Enfin, il finit par retrouver la fenêtre par laquelle il était sorti. Il s’y engouffra, bascula dans la pièce où les candidats avaient fait un feu.
Le noir était absolu. Ilan n’avait aucun moyen de s’orienter. Il essaya d’avancer droit devant mais se heurta à un mur. Il le longea et il lui sembla bien franchir la porte. Il poursuivit sur la gauche, chaque fois sur le point de chuter.
Un courant d’air arriva, comme si un géant lui soufflait dessus. Les espaces, autour, paraissaient infinis. Ilan se dit qu’il se trouvait probablement dans le grand hall d’entrée. Mais dans quelle direction s’orienter maintenant ? Il était perdu, déboussolé. Il ne pourrait pas aller plus loin dans le noir. Dos courbé, marchant comme un vieillard, il se réfugia dans un coin et s’assit, son bâton dans les mains.
Il y eut un craquement. Ilan se raidit. Il vit l’œil rond de la torche apparaître, puis s’éteindre. À un endroit, à un autre. Il se redressa, acculé comme un rat, et frappa dans le vide. La lumière continuait à danser, le faisceau lui frappait le visage avant de s’effacer pour réapparaître ailleurs. Ilan cognait sans relâche, son bâton fendait l’air pour s’écraser au sol.
— Pourquoi ? grogna-t-il, à bout de forces. Pourquoi vous me harcelez comme ça ?
La lumière disparut et l’abandonna seul dans l’obscurité.
Ilan hurla qu’on l’aide.
Mais sa voix fut étouffée par ses propres sanglots.
Lorsque Lucas Chardon fut ramené dans sa chambre après quelques examens, sanglé sur son lit à roulettes, Sandy Cléor était toujours là, l’air fatiguée, mais avec une forme d’excitation qui brûlait au fond de ses yeux.
— J’ai horreur de tous ces examens, fit Lucas Chardon, une fois seul avec sa psychiatre. Tout le temps où je suis resté ici, ils n’ont pas arrêté de me manipuler. Vous gueuler aux oreilles, vous planter ceci ou cela, comme si vous étiez de simples objets. Ils ignorent à quel point c’est atroce.
Il regarda l’heure puis lorgna à travers la fenêtre. Il neigeait.
— Tiens, tiens, on dirait que ça tombe à gros flocons. Il va être difficile de rentrer à la maison, hein, docteur ? Vous aussi, vous risquez d’être piégée ici.
— Je ne suis pas pressée.
— Vous allez écrire sur mon cas, n’est-ce pas, docteur ? Mon cerveau vous intéresse ?
— Vous dire le contraire serait vous mentir.
Elle s’était levée à présent, elle écrivait debout sur son petit carnet alors que le Dictaphone continuait à enregistrer.
— Que notez-vous ? demanda Lucas.
— Des trucs de psychiatres, des mots clés.
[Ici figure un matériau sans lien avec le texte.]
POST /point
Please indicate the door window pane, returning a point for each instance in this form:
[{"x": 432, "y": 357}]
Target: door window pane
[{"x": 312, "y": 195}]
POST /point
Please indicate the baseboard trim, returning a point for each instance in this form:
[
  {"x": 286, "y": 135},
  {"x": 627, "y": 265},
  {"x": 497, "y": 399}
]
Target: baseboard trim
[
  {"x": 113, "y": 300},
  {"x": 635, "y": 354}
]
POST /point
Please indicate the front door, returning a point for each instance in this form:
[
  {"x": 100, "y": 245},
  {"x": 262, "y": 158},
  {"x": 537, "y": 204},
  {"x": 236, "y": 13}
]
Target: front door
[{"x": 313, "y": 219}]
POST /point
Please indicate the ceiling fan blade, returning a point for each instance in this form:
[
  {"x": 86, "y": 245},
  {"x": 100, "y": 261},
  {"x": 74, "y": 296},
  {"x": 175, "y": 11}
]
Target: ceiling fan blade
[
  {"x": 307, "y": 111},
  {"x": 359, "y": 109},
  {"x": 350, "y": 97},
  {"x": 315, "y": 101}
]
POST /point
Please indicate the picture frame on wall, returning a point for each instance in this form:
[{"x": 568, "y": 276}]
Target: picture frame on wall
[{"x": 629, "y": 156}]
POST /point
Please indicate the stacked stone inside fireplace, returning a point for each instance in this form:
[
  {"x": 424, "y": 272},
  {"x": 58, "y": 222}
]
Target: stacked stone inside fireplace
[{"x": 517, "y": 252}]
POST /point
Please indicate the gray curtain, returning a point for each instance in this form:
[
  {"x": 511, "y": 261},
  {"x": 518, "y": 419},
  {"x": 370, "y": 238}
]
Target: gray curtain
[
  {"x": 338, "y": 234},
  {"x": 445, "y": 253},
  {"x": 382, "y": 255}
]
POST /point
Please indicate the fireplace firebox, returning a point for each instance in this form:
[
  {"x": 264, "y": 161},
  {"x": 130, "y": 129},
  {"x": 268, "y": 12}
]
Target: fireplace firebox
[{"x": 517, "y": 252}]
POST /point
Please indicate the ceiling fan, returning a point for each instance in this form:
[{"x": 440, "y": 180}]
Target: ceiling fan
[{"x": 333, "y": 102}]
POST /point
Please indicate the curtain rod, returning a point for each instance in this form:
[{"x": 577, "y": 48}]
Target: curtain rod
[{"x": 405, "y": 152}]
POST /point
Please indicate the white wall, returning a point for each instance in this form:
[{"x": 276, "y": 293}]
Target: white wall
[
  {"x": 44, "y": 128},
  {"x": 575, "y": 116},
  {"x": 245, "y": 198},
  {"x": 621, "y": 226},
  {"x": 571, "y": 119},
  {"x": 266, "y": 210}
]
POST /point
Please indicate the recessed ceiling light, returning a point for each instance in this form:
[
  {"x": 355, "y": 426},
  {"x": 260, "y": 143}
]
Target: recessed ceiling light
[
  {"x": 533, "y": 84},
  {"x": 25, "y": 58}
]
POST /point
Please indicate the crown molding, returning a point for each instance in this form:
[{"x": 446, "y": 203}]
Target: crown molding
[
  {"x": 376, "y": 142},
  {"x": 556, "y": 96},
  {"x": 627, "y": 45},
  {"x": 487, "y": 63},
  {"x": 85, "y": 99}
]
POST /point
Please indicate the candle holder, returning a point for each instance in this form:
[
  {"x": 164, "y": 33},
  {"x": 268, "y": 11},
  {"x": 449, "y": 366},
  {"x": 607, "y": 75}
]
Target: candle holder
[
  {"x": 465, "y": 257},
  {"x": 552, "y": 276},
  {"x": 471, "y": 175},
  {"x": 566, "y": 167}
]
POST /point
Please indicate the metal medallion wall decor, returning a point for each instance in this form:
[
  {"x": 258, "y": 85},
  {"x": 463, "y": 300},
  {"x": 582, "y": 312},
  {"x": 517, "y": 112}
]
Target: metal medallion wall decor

Continuez votre histoire. Nous sommes bientôt au bout, je pense ?
— En effet, le dénouement est proche. Je crois que le meilleur est pour la fin. La toute dernière pièce du puzzle, rappelez-vous, docteur.
Il fit durer le silence, guetta la réaction de sa psychiatre, avant de continuer :
— Vous êtes brillante et pourtant, vous n’avez jamais réussi à me « guérir », fit-il sur le ton du reproche. Vous m’avez gavé de saloperies, vous m’avez électrocuté. Si je n’avais pas essayé de me pendre aux barreaux de mon lit, je serais encore en train de croupir dans une pièce capitonnée, le cerveau complètement grillé, comme la pauvre Cécile et quatre-vingt-quinze pour cent des patients de votre fichu hôpital.